Fla. May Privatize Prisons

TALLAHASEE, Fla. The Florida Senate has inserted language into its newly proposed budget that seeks to give corporations the chance to run correctional facilities and probation services in 18 counties in what some say could initiate a massive private takeover of public prisons.
 
The plan, which would shift nearly $600 million to private firms, surprised correctional officers, their unions and even the head of the Senates Criminal Justice Appropriations Committee, Mike Fasano, who said his committee opposed privatizing prisons when Gov. Rick Scotts aides proposed it.
 
The plans architect, Senate budget chief J.D. Alexander, said the proposal aimed to do more with less and reduce the size of government.
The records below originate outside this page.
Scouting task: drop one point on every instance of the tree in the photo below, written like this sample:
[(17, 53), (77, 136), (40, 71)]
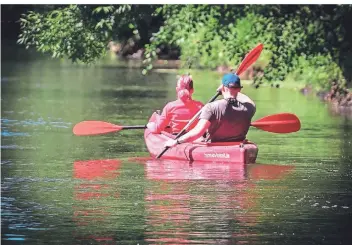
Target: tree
[(295, 37)]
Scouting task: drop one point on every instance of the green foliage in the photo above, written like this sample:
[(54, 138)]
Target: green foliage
[(206, 36), (80, 32)]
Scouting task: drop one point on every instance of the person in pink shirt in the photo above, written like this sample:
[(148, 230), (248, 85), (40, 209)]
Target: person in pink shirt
[(177, 114)]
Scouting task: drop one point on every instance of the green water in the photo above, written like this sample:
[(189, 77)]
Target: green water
[(57, 188)]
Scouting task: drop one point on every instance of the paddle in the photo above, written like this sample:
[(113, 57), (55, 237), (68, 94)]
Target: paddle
[(248, 60), (100, 127), (281, 123)]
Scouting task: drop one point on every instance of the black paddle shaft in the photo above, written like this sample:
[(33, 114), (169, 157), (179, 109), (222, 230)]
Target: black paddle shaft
[(185, 128), (134, 127)]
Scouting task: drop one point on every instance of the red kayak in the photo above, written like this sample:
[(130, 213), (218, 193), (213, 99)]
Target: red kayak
[(234, 152)]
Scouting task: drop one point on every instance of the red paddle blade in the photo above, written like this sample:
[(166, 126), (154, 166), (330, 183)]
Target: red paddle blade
[(279, 123), (250, 58), (94, 128)]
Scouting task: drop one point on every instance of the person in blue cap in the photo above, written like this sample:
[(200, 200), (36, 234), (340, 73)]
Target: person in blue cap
[(227, 119)]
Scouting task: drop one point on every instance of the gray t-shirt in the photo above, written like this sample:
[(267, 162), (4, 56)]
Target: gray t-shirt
[(230, 119)]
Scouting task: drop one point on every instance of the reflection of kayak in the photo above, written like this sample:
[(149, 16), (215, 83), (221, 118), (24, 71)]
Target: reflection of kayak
[(184, 170), (235, 152)]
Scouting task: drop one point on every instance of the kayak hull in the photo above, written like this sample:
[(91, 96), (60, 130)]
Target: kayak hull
[(234, 152)]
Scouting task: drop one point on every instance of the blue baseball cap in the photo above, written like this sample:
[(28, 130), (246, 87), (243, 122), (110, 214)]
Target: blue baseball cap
[(231, 80)]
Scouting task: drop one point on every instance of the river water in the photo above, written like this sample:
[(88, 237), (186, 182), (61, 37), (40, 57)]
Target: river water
[(57, 188)]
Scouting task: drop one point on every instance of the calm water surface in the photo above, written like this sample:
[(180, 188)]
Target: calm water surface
[(57, 188)]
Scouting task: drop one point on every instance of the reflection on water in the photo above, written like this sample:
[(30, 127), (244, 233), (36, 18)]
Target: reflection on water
[(184, 202), (89, 195), (204, 202)]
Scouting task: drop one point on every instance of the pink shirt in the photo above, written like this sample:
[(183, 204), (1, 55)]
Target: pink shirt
[(177, 114)]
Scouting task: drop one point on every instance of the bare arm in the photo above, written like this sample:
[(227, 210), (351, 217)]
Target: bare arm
[(244, 99)]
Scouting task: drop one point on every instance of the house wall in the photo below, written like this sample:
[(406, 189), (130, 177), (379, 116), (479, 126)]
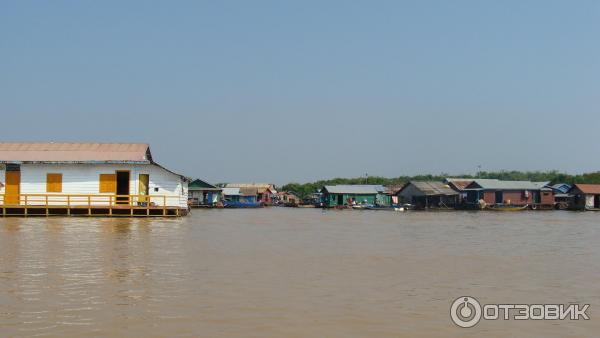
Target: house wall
[(84, 179), (589, 201), (408, 192), (547, 197), (331, 199), (517, 197), (199, 194)]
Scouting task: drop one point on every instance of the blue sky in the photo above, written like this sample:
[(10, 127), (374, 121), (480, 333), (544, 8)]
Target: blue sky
[(285, 91)]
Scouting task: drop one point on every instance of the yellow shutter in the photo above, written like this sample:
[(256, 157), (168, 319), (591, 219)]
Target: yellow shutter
[(108, 183), (53, 182)]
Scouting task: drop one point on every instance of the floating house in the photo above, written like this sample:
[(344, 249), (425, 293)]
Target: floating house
[(347, 195), (585, 197), (287, 198), (240, 198), (428, 195), (203, 194), (459, 185), (88, 179), (517, 193), (562, 199), (264, 192)]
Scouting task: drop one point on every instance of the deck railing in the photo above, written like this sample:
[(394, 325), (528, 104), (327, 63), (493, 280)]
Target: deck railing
[(88, 200)]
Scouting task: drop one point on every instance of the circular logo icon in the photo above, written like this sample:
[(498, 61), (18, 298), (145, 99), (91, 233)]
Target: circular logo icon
[(465, 311)]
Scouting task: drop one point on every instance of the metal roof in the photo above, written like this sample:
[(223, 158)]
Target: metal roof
[(355, 189), (494, 184), (75, 152), (260, 187), (588, 188), (201, 185), (432, 188), (231, 191), (459, 183), (562, 187)]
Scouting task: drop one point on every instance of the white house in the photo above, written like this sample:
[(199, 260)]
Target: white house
[(92, 174)]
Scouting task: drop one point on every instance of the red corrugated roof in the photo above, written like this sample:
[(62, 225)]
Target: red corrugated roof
[(73, 152), (588, 188)]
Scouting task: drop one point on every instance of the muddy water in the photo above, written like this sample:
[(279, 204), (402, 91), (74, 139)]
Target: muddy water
[(294, 273)]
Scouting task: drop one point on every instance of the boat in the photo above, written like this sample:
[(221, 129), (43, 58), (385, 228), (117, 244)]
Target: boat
[(505, 207)]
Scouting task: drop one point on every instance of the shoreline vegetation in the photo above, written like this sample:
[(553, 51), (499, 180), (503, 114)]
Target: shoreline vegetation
[(303, 190)]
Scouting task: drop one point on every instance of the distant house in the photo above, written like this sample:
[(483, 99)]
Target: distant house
[(202, 193), (561, 188), (585, 196), (518, 193), (88, 178), (345, 195), (287, 198), (264, 192), (562, 198), (459, 185), (240, 198), (231, 194), (428, 195)]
He estimated prison privatization could result in a 7 percent savings to the state.
 
The budget language does not appear to favor any one vendor although a leading contender is Boca Raton-based GEO Group, whose healthcare arm, GEO Care, has contributed at least $126,000 to state parties and candidates since 2009.
 
The Houses proposed budget takes a far more measured approach to privatizing probation and prisons. It calls for a private operator to run the facilities and services in Miami-Dade and Broward counties.
 
Those two counties are included in the Senates plan, which seeks to privatize services all the way north to Manatee County.
 
While the two chambers differ in their approaches and the amount they budget, both proposals, as well as the governors, seek to balance the budget by privatizing more government services, deeply cutting healthcare and reducing state worker benefits by hundreds of millions of dollars.
 
The House proposes spending $66.5 billion next budget year, which starts July 1, while the Senate proposes $69.8 billion, a difference of $3.3 billion.